Monday, April 26, 2021

Antivax Sentiment Was Rising Before the Pandemic

 In The Politics of Autism, I analyze the discredited notion that vaccines cause autism. This bogus idea can hurt people by allowing diseases to spread  And among those diseases could be COVID-19.

Eleanor Pace at King's Think Tank:

Several years prior to the pandemic arising, Professor Heidi Larson of the London School of Hygiene and Tropical Medicine (and founding director of The Vaccine Confidence Project) warned of the dangers of the spread of ‘viral misinformation’,the distrust in vaccinations that seemed to be worsening and the threat this poses to global health. In a similar vein, the World Health Organisation (WHO) named vaccine hesitancy in its top 10 threats to health in 2019. The rollout of Covid-19 vaccinations have demonstrated that these long-standing worries around vaccine hesitancy are not without basis- all manner of misinformation has surfaced online since the first vaccines were approved, along with more generalised and widespread concern that the vaccines have been ‘rushed’.

Although official information has been released in attempts to correct mistruths and alleviate concerns, claims about the vaccine inevitably spread faster and reach more people through social media than via official channels.
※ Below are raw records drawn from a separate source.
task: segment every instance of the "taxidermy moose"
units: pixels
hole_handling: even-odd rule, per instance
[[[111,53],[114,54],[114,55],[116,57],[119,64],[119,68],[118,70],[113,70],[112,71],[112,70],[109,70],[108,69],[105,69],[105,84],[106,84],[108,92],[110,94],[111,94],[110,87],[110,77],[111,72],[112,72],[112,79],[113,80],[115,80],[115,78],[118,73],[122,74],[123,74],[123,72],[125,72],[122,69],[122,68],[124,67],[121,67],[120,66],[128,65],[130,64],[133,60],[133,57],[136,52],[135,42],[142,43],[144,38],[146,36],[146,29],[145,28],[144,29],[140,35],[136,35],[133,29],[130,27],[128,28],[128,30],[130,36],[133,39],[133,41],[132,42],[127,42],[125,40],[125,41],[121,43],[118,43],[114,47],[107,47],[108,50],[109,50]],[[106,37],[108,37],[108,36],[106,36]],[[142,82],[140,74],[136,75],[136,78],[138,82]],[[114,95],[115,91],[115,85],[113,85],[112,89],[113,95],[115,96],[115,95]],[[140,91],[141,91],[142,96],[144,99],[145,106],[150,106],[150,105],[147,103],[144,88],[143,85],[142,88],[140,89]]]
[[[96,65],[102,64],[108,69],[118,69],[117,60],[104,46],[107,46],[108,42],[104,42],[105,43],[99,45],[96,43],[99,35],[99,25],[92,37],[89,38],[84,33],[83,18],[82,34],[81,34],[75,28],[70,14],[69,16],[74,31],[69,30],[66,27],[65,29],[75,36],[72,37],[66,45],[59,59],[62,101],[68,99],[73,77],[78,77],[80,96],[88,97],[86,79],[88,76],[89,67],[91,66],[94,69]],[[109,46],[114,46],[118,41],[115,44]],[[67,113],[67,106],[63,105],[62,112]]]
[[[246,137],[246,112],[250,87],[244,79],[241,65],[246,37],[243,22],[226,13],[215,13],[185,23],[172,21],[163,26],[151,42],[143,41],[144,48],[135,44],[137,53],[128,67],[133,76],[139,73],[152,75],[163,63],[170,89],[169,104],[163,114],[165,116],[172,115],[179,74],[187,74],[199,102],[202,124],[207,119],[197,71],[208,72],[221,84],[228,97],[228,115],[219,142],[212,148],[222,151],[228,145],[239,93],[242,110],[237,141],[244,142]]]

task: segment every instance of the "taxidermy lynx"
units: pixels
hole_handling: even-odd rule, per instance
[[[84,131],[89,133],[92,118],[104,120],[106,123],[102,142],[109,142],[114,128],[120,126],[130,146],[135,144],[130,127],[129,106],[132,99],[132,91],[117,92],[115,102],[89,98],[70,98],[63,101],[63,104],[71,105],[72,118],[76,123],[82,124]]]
Although regulating posts on social media is something sites such as Facebook have improved upon recently, there is arguably further to go with this and the problem may now lie more so with subtle posts influencing people’s opinions as opposed to blatant anti-vaxxers, which is much more difficult to police. In addition to social media sites like Facebook and Twitter, WhatsApp is another hotbed for misinformation- which can spread rapidly between different groups without regulation as encryption has now been put in place with concerns regarding safety being brought to light. This is especially problematic as individuals are arguably more likely to believe something forwarded directly to them by a friend. Importantly though, it is those actively spreading and endorsing misinformation we should be frustrated at, not those who have been taken in by it.
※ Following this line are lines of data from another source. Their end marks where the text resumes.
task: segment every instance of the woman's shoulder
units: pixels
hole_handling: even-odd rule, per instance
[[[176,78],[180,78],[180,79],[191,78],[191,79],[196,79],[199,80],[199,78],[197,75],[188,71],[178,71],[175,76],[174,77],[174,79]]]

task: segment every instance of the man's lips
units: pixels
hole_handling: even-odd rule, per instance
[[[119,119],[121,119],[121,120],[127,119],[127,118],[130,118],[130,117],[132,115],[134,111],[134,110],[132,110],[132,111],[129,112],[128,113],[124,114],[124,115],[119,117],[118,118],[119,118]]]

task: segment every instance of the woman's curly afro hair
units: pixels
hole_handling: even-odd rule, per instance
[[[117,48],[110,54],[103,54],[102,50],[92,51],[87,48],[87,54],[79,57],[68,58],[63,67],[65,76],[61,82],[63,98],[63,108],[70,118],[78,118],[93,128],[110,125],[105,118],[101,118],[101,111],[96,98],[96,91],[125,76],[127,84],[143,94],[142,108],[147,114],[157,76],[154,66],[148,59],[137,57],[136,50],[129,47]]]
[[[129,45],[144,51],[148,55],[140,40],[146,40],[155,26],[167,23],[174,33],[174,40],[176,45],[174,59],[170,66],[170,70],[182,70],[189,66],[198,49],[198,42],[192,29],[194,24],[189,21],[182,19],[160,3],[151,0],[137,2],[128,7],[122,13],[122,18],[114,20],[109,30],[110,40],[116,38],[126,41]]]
Increasingly, documentation is showing that those belonging to ethnic minority groups are less likely to take up the Covid-19 vaccine when offered it. In December, the Royal Society for Public Health conducted a poll which showed that willingness to have the Covid-19 vaccine amongst individuals from Black, Asian and minority ethnic backgrounds was only 57%, compared to 76% of the UK population as a whole. This is not a simple issue of ‘not wanting the vaccine’, but is understandably born from a longstanding lack of trust in officials and structural inequalities that minority groups are constantly faced with. Importantly, it has been pointed out that it is easy to blame those who are hesitant to receive the vaccine, rather than addressing the important systemic issues underlying this.